Jukka Isomäki, the Director of Parking at Finavia, explained that payment for parking is made upon exit, and cars can be parked for weeks or months, depending on how long their owners are away. In the event that a car is abandoned and Finavia cannot contact the owner, the city of Vantaa’s parking service will impound the vehicle, and ownership rights will transfer to the city authorities.
Journalists from the publication counted 78 cars with Russian license plates in the airport’s parking lots, including a €300,000 Mercedes Benz GLE 63s AMG and a €200,000 Porsche Cayenne GTS. However, fewer than ten of these vehicles were parked in the P1 and P2 areas closer to the terminal, where parking fees are the highest (€186 and €136 per week, respectively).
Most of the Russian cars are in the P3 and P5 areas, where parking costs €79 and €88 per week, respectively. Judging by the layer of dust, some have been waiting for their owners for several months, the report stated.
The number of Russian cars has significantly decreased since last year when Finnish journalists discovered an “impressive fleet” of Russian vehicles at the airport.
It is noted that cars are rarely abandoned in the airport parking lots, and such cases are rare.
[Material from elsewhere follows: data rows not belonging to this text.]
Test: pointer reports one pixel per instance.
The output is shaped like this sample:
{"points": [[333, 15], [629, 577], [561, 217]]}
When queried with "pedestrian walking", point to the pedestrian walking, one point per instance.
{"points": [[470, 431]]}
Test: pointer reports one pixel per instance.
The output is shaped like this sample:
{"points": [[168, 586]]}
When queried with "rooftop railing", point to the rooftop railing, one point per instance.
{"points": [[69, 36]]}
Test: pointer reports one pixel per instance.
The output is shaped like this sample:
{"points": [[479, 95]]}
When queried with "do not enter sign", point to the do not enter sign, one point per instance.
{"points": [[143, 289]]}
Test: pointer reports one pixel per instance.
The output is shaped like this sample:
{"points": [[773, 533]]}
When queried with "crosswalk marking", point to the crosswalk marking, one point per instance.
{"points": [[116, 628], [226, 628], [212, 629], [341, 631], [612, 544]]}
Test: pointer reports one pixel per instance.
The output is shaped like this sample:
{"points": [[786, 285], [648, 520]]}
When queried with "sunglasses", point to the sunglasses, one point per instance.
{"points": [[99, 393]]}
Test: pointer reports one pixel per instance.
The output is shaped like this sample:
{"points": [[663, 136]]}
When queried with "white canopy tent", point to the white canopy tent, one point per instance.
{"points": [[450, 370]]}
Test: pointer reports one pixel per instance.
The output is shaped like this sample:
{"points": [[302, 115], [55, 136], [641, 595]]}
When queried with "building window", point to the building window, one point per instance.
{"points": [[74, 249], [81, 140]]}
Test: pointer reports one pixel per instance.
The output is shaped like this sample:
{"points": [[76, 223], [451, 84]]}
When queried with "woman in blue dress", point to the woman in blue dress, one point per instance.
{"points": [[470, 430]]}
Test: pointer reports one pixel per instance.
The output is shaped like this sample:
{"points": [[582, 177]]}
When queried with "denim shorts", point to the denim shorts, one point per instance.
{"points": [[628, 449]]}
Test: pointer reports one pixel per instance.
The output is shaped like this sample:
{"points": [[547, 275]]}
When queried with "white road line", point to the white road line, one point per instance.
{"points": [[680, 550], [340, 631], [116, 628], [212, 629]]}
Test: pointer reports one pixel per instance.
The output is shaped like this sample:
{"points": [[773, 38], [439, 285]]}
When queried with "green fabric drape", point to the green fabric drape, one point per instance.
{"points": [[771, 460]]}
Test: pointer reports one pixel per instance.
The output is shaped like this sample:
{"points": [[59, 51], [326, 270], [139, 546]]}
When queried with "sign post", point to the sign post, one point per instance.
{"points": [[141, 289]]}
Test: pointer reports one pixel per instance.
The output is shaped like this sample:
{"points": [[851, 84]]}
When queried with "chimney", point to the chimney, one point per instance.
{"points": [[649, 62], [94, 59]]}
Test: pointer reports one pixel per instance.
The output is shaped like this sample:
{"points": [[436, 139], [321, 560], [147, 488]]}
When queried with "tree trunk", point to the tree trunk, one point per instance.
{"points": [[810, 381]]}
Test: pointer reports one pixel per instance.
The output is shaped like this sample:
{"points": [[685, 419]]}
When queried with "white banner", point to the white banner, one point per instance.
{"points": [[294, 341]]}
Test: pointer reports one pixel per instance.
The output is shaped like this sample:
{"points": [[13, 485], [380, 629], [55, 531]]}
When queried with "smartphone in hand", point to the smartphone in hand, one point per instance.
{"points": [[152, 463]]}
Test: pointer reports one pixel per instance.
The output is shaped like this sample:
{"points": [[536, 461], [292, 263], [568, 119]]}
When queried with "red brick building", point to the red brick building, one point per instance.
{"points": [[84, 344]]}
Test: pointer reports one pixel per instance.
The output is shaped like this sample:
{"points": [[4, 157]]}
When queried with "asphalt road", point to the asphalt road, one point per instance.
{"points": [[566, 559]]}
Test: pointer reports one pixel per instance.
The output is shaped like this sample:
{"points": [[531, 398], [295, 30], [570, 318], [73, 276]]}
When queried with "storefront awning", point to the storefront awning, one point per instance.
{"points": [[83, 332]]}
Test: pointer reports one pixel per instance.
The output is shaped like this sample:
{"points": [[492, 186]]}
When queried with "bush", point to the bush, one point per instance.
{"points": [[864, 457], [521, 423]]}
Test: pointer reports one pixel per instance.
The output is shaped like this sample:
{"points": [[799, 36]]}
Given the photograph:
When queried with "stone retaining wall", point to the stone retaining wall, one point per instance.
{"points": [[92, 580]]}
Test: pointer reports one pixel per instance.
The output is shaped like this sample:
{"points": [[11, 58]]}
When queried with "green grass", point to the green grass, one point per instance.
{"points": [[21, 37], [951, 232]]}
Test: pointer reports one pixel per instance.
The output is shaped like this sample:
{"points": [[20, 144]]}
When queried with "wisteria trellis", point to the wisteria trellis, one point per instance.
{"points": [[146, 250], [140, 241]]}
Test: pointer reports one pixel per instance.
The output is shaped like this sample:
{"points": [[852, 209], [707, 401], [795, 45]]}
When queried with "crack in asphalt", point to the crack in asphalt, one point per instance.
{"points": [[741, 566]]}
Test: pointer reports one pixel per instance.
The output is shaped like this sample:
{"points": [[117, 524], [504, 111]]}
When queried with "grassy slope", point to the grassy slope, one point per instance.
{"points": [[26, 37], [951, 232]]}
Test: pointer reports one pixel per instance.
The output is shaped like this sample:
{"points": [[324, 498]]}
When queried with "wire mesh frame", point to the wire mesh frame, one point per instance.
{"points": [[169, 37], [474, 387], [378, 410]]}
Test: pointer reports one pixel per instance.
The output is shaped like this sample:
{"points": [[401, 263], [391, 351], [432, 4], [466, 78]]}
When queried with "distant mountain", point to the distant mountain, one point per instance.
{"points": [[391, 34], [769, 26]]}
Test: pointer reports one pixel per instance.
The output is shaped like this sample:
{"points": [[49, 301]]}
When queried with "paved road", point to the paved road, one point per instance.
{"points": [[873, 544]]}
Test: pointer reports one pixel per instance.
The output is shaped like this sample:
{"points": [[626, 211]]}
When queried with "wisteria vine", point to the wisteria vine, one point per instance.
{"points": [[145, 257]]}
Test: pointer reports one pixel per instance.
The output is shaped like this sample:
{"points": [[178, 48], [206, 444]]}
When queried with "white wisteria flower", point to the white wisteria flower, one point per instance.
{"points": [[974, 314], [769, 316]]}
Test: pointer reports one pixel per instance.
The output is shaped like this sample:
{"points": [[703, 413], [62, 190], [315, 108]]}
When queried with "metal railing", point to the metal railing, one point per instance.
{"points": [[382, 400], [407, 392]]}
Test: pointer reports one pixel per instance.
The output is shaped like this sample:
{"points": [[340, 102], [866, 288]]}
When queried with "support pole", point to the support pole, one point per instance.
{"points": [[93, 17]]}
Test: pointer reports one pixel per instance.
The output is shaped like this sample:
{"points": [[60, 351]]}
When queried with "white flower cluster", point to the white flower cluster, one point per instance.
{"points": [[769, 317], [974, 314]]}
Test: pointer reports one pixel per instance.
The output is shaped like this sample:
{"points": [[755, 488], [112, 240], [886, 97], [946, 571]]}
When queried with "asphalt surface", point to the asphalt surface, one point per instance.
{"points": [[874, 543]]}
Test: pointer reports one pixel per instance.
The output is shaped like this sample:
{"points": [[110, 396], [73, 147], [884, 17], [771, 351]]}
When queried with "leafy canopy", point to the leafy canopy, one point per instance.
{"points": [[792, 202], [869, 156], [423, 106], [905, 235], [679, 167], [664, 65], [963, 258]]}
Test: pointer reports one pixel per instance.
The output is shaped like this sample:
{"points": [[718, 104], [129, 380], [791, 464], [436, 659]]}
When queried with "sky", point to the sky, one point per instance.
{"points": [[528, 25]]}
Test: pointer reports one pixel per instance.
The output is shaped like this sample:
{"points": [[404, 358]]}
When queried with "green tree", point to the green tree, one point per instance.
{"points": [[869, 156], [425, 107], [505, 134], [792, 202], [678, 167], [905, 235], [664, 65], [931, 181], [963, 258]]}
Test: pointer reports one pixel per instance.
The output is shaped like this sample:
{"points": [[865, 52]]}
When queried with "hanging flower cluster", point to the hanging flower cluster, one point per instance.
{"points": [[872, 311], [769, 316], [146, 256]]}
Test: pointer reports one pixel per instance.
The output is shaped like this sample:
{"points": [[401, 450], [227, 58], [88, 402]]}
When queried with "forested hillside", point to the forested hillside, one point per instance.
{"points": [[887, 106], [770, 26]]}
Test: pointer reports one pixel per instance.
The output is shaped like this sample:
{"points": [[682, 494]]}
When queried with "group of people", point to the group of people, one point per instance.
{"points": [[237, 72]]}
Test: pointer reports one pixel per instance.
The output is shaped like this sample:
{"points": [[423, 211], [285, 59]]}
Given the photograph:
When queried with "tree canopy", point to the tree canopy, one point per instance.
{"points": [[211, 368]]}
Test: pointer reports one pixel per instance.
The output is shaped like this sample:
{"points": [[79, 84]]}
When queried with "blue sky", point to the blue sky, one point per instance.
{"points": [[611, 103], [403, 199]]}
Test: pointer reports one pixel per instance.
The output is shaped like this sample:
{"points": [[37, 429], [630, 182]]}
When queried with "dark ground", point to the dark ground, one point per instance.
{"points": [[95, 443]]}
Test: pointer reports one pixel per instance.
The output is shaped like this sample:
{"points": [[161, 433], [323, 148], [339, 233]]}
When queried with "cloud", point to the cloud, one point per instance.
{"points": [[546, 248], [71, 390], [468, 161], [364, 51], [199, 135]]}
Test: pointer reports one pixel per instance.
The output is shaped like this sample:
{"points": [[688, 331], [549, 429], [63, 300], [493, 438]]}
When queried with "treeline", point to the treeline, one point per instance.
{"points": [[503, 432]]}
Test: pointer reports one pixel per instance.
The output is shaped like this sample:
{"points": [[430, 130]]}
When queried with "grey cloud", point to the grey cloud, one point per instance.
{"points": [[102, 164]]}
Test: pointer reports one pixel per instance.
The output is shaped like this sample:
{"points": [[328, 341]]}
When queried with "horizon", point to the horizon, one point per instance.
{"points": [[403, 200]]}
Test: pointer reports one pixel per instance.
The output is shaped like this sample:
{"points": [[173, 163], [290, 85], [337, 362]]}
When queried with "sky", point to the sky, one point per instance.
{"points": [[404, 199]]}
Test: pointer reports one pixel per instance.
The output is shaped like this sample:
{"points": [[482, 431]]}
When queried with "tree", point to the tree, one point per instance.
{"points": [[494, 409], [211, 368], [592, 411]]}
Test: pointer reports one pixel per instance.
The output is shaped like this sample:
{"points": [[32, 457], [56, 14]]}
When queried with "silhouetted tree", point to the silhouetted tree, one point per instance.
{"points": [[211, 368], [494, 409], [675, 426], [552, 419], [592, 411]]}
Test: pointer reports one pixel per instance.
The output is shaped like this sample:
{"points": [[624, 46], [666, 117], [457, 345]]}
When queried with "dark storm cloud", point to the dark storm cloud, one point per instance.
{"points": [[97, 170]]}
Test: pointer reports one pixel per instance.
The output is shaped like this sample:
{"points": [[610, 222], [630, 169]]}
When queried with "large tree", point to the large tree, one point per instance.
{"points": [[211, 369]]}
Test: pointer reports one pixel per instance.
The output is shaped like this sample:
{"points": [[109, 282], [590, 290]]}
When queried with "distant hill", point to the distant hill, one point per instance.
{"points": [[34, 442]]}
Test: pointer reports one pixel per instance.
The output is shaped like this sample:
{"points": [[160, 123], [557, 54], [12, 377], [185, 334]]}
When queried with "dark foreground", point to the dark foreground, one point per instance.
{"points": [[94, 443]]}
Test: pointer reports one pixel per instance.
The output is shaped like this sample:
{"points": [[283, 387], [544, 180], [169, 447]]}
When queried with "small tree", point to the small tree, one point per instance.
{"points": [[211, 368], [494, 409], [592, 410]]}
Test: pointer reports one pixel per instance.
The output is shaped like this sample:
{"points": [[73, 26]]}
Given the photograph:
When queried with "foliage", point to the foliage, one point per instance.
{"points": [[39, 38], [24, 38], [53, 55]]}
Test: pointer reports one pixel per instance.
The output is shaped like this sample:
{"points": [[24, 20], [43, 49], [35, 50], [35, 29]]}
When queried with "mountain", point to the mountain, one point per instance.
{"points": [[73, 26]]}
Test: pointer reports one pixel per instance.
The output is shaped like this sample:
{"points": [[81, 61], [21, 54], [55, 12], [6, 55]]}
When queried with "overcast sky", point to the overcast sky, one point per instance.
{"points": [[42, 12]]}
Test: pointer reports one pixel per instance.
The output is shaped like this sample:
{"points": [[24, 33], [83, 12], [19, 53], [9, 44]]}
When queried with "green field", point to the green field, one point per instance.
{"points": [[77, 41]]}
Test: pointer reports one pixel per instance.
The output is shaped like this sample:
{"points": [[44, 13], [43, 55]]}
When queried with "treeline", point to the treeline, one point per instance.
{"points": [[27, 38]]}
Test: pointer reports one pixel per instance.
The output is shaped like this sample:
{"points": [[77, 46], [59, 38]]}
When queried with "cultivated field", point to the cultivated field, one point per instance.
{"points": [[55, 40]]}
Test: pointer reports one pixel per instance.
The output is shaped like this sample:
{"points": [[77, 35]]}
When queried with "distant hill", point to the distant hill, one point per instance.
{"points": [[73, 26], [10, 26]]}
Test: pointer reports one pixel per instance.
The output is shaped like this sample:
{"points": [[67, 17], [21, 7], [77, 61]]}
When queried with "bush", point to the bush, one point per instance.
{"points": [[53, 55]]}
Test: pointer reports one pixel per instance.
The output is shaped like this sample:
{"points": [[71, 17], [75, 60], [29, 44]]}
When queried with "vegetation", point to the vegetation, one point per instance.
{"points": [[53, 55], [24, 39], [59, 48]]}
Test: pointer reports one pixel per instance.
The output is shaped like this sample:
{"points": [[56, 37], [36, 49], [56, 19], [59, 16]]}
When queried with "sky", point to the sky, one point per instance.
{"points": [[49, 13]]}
However, there was a case with a BMW 745iA from the United States on a private parking lot near the airport. The owner paid for parking consistently for several years but, after eight years, declared that he no longer needed the car, leaving no keys behind. The car was towed to the Vantaa depot and later put up for auction, according to the newspaper Iltalehti.
Finland closed its borders to passenger cars registered in Russia on September 16 and set a six-month deadline for cars with Russian license plates to be exported from the country. The deadline expires on March 16, 2024.